サーバーアプリケーションの開発をする場合は、 sample_c.cではなくsample_s.cをプロジェクトに追加し、 クライアントに公開する関数を実装しておきます。 IDLファイルにはServerFunctionを記述していましたから、 サーバーはServerFunctionを実装する必要があります。 この例では、単に1を返すという意味のない実装になっていますが、 実際の開発ではクライアントの目的に沿った処理を行うことになります。 クライアントとサーバーが使用するIDLファイルの内容は同一でなければならないため、 片方を変更した場合はもう片方も変更する必要がある点に注意してください。

uuidgen.exeの利用

IDLファイルに指定するUUIDキーワードには、 インターフェースを一意に識別するためにUUIDを指定することになります。 UUIDは、UuidCreateという関数を呼び出すことで作成できるため、 これを呼び出して値を保存するアプリケーションを開発しても構いませんが、 ここではuuidgen.exeを利用する方法について説明します。 uuidgen.exeは、UUIDを作成するアプリケーションであり、 Windows SDKをインストールしている場合は次のパスに存在していると思われます。

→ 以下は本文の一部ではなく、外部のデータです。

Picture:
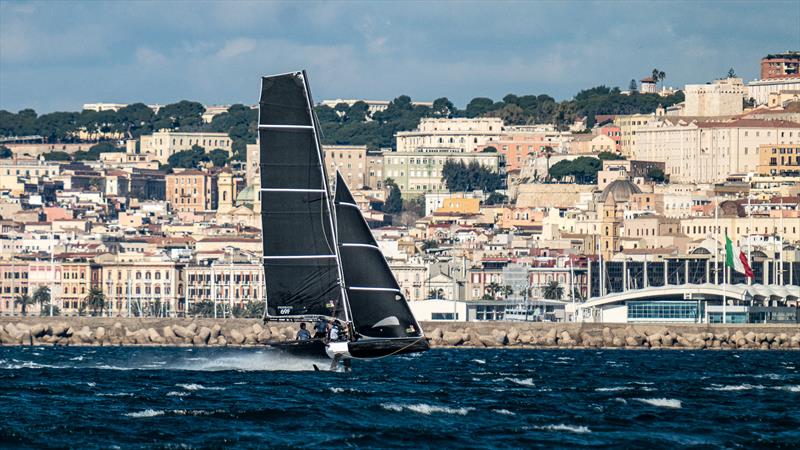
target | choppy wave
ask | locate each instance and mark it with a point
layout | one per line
(199, 387)
(563, 427)
(146, 413)
(661, 402)
(424, 408)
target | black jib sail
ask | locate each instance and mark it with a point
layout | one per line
(300, 262)
(377, 305)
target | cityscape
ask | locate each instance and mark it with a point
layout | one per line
(522, 209)
(543, 224)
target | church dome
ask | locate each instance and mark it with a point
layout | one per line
(622, 190)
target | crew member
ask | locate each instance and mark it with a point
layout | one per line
(302, 333)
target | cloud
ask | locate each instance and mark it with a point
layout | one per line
(149, 57)
(58, 55)
(236, 47)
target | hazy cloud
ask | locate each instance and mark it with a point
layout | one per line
(58, 55)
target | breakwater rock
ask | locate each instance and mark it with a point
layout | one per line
(655, 336)
(253, 332)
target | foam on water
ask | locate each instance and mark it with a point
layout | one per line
(661, 402)
(146, 413)
(249, 361)
(424, 408)
(199, 387)
(563, 427)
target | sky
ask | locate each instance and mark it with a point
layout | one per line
(56, 56)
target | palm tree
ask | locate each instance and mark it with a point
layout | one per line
(23, 301)
(493, 289)
(553, 291)
(42, 297)
(658, 75)
(254, 309)
(96, 301)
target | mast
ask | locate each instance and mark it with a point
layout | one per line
(328, 198)
(302, 270)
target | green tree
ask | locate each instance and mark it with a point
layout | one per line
(23, 301)
(188, 159)
(553, 291)
(610, 156)
(658, 75)
(492, 289)
(495, 198)
(93, 154)
(203, 308)
(657, 175)
(42, 296)
(57, 156)
(218, 157)
(394, 201)
(95, 301)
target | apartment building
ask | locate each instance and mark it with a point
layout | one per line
(461, 134)
(160, 145)
(707, 152)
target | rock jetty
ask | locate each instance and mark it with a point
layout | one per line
(78, 331)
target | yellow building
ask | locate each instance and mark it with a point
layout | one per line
(781, 159)
(460, 205)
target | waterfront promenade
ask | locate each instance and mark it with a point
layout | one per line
(104, 331)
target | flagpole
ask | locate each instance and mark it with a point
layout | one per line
(749, 238)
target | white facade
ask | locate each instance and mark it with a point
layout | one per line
(707, 152)
(721, 98)
(161, 145)
(460, 134)
(759, 90)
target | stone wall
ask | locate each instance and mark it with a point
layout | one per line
(252, 332)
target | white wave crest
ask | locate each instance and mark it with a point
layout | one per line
(788, 388)
(177, 394)
(614, 389)
(521, 381)
(733, 387)
(563, 427)
(146, 413)
(661, 402)
(424, 408)
(199, 387)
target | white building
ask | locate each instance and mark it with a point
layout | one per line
(464, 135)
(707, 152)
(720, 98)
(161, 145)
(759, 90)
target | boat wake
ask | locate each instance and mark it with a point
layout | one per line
(191, 360)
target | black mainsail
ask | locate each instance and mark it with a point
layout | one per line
(377, 303)
(300, 255)
(320, 259)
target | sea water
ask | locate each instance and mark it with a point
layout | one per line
(103, 397)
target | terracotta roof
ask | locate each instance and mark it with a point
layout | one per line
(749, 123)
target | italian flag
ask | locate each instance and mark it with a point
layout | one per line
(736, 259)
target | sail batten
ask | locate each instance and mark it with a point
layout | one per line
(378, 306)
(300, 259)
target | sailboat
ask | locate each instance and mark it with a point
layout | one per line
(320, 259)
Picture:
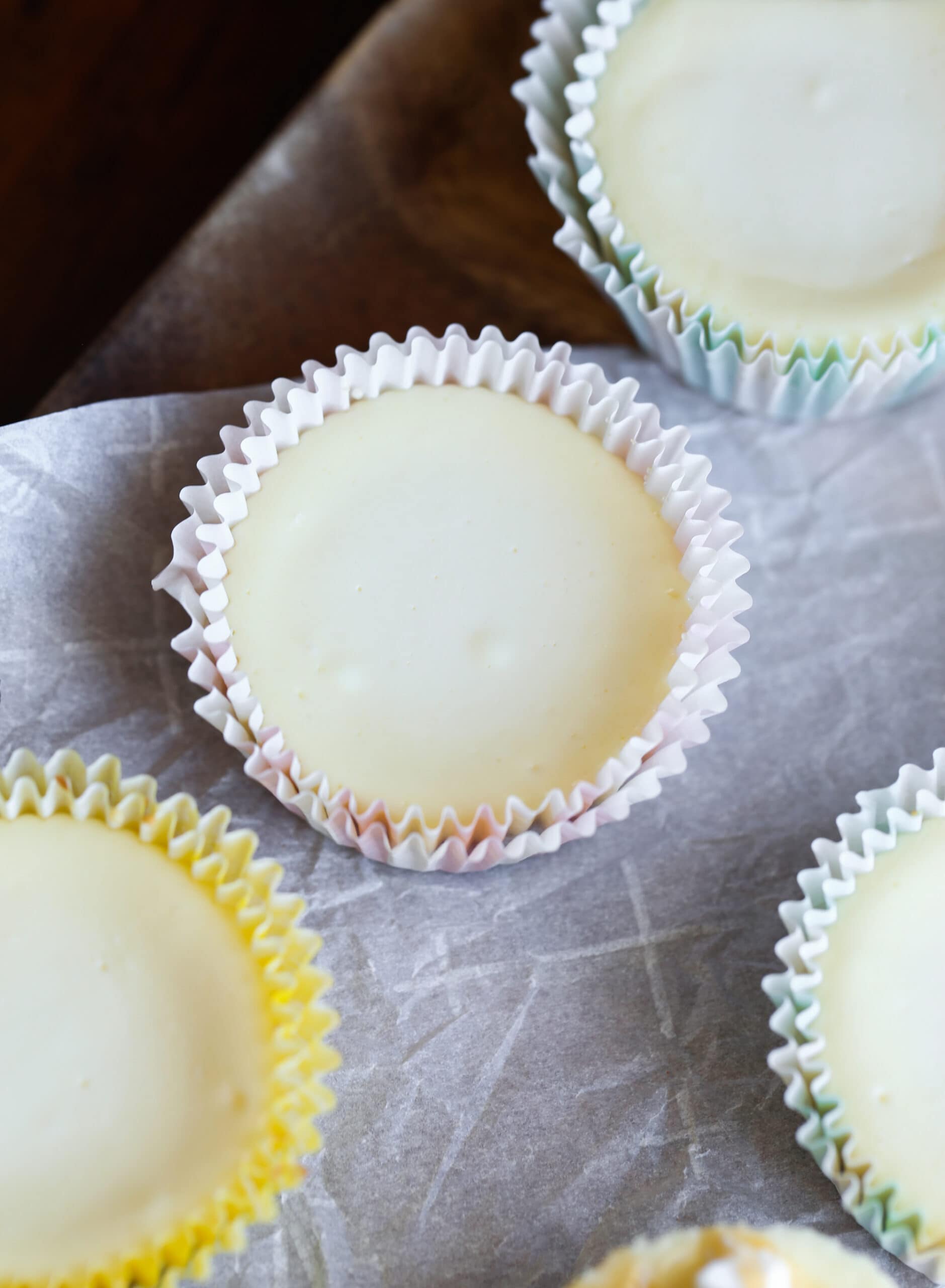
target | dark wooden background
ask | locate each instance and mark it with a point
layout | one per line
(396, 191)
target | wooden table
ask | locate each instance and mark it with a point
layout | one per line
(397, 194)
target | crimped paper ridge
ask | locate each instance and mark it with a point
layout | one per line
(268, 921)
(631, 431)
(884, 815)
(559, 95)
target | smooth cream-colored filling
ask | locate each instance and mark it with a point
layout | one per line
(730, 1256)
(133, 1046)
(449, 597)
(881, 999)
(783, 160)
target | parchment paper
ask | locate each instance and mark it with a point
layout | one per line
(546, 1061)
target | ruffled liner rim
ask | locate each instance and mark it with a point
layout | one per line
(631, 431)
(559, 121)
(246, 889)
(801, 1062)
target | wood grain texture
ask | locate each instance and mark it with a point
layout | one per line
(120, 121)
(397, 194)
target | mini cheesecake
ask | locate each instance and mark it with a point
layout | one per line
(782, 163)
(880, 1018)
(736, 1257)
(449, 597)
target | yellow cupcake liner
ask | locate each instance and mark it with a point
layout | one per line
(268, 923)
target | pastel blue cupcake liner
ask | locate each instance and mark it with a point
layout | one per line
(573, 42)
(803, 1062)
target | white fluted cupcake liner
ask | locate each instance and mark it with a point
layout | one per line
(559, 93)
(691, 505)
(800, 1063)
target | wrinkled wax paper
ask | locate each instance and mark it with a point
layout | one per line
(544, 1061)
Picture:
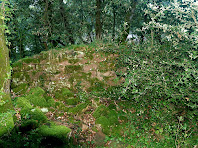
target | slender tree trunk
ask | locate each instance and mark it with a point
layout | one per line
(98, 20)
(6, 121)
(128, 18)
(114, 19)
(65, 21)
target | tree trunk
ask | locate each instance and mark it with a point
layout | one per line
(114, 19)
(6, 121)
(98, 20)
(65, 21)
(128, 19)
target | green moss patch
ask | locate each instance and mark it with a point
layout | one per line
(21, 88)
(6, 123)
(105, 123)
(57, 131)
(23, 102)
(36, 97)
(30, 60)
(72, 101)
(78, 108)
(102, 110)
(5, 103)
(72, 68)
(63, 94)
(37, 114)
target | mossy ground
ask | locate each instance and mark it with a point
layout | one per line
(76, 90)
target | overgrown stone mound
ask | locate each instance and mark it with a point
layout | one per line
(52, 94)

C:\Program Files\Microsoft SDKs\Windows\v6.0\Bin

uuidgen.exeは、コンソールアプリケーションであるため、 コマンドプロント上で次の内容を入力します。

cd C:\Program Files\Microsoft SDKs\Windows\v6.0\Bin

これにより、指定したパスへ移動できたことになります。 次に、uuidgenを実行するため、uuidgenを入力します。

uuidgen

これにより、uuidgen.exeによって作成されたUUIDが表示されるため、 後はこれをコピーしてIDLファイルに張り付ければよいことになります。 また、UUIDをファイルとして保存したい場合は、uuidgen -oc:\sample.txtのよう入力します。 ただし、この場合はCドライブ直下に予めsample.txtが存在している必要があります。 uuidgen.exeは、新たなRPCアプリケーションを開発する度に実行することになります。